ヘルマン・ヘッセ 『アウグスツス』
僕にとっての本書:
アウグスツス、母の強い願いを受けてうまれてきた不思議な子。「あらゆる人に愛される」という魔法を受けて育った。やがて、魔法は彼の運命になる。彼は、運命を拒む。自分の真ののぞみを、見つめる。
原著 Märchen 1913。
原著 出版 1919。 邦訳の初出は1952年。
ヘルマン・ヘッセ(1877-1962)は、僕が最大限に尊敬する詩人/小説家です。彼と誕生日が同じであることをとても誇らしく思っています。全集を全部読んでいます。
noteを書きはじめて2年くらい、ついにヘッセをとりあげる日がきました。
僕は児童文学を読んで感想をかくことがありますが、ヘッセにはそれほど児童文学というイメージはないかもしれません。
こどもが活躍する話はあります。『デミアン』にしろ、『知と愛』にしろ、有名な『車輪の下』にしろ。でも、児童文学なのかねえ…といった感じで、ちょっと考えていました。
そういえば、あったぞ、ヘッセの児童文学。『メルヒェン』は、かなりそれっぽいぞ。
メルヘン/メルヒェン(独語)は、その意味にファンタジー的児童文学のニュアンスを含みます。よし、シリーズにいれてもいいよな。

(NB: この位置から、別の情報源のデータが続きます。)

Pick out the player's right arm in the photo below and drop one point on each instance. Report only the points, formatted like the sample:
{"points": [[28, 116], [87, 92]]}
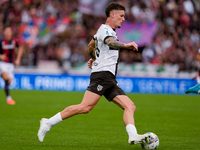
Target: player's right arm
{"points": [[111, 42]]}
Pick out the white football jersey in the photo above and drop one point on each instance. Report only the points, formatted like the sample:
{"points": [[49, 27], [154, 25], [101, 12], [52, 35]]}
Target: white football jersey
{"points": [[106, 57]]}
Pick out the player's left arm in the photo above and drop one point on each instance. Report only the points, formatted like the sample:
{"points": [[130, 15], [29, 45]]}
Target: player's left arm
{"points": [[19, 55], [91, 50]]}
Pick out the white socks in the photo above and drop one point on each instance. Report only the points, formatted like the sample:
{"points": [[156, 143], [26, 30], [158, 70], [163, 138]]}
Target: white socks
{"points": [[55, 119], [131, 130]]}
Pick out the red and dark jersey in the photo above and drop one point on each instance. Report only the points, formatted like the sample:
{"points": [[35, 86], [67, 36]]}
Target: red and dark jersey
{"points": [[8, 48]]}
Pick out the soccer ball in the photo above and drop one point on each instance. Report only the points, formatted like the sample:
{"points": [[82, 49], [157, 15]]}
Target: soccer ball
{"points": [[153, 144]]}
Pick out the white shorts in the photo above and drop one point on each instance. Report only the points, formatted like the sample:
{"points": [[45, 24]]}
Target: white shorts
{"points": [[8, 68]]}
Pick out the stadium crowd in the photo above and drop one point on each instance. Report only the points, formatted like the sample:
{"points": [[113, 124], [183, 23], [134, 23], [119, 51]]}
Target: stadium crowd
{"points": [[175, 42]]}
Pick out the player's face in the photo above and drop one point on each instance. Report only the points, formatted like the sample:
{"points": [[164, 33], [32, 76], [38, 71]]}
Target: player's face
{"points": [[8, 33], [119, 18]]}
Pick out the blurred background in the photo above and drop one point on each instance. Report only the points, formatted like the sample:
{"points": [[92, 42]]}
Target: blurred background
{"points": [[55, 34]]}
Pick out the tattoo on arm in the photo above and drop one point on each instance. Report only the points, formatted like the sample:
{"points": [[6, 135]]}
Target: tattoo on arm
{"points": [[114, 43], [91, 49]]}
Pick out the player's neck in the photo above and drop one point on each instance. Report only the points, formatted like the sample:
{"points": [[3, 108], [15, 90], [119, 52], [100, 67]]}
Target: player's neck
{"points": [[109, 23]]}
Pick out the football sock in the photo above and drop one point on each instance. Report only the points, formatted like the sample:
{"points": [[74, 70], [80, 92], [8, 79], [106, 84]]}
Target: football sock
{"points": [[6, 89], [131, 130], [55, 119]]}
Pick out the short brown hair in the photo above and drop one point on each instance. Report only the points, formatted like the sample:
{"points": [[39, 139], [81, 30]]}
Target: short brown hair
{"points": [[113, 6]]}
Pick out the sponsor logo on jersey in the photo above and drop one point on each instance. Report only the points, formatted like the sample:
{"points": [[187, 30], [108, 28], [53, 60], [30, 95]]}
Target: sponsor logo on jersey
{"points": [[99, 87]]}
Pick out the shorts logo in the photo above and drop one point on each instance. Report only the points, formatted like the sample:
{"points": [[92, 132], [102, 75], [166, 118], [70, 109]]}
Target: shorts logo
{"points": [[99, 88]]}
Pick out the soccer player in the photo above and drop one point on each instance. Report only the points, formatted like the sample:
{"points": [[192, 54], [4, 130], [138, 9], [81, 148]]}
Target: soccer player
{"points": [[104, 50], [196, 88], [7, 60]]}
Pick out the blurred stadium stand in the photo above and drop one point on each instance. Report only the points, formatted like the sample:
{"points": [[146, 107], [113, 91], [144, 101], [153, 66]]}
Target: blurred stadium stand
{"points": [[55, 34]]}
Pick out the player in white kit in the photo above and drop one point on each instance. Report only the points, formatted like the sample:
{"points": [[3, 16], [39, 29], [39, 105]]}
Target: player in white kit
{"points": [[104, 50]]}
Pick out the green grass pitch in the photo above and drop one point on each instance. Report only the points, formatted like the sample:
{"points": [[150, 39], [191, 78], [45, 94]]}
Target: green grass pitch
{"points": [[174, 118]]}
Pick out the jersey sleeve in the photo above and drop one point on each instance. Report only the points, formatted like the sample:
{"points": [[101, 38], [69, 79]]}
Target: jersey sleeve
{"points": [[105, 33]]}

さて、本作、『アウグスツス』は、1913年にヘルマン・ヘッセによって書かれました。空想物語、児童物語を集めた『メルヒェン』におさめられた作品のひとつで、その『メルヒェン』は1919年に出版されました。日本語訳は、高橋健二氏。ドイツ文学研究の巨匠で、ヘッセとは親しい友人でもありました。
もうこれはすばらしい話。
大学生のときに読みまして、本当にすばらしいなと思ったものでした。
アウグスツスは、父のいない子。隣人のビンスワンゲル翁に、出生時、魔法をほどこされました。
その魔法は、アウグスツスの母親の願いそのもの。かなえられる望みはたったひとつ。
母は、アウグスツスを想うあまり、もっとも強力な願いを、ひとつ思いついてしまうのです。
たとえば、頭が良くなりますようにとか、体が強くなりますように、とか、スポーツができますように、など、親はみなわが子に才能を望むものです。
でも、あらゆる才能を凌駕する、たったひとつのシンプルな、そして万能なこどもの才能は、「すべての人に愛される」という才能でした。
これひとつで、あらゆる未来を手に入れることができるし、実際、アウグスツスは長じてすべてを手に入れました。
「誰からも愛される」。あらゆる「成功」の根源ともいえる願いでした。母が願ったアウグスツスへの魔法は、彼にあらゆるものを手に入れさせた。
そして、アウグスツスはすべてを手に入れ、すべてを手にしたからこそ、満たされない激しい飢えにさいなまれるようになる。
それは、「誰かを愛すること」。すべてのものに愛されるものは、誰かを愛することはできない。
アウグスツスは魔法をふりきって、すべてをすてて、人を愛することを願うようになる。
なんて感動的な話。
いろいろあっても、最後は、人を愛することをほっするべし。
映画 Into the Wild で、クリストファー君がたどりつく境地に似ています。
ぼくは、自分のこどものこと(5歳)を考えたとき、この童話の母の思いもよくわかります。でも、子には、人を愛する力を持ってほしいし、他の力よりもそれを優先してほしいと思っています。ぼくがこう思えるようになったのは、この話の影響による。
ヘッセ。よく考えたら、かれこそ若い人がよむべきものじゃないか!ちょっと小難しいかもしれないけど、中学生や高校生は読んだ方がよいと僕は信じる。これからはこの零細なnoteでもとりあげていこうじゃないか、ときどき。
そもそも、中学生の国語の教科書に載っていたじゃないか、ヘッセ。
ヘッセについて書きたいことは山ほどあるのです。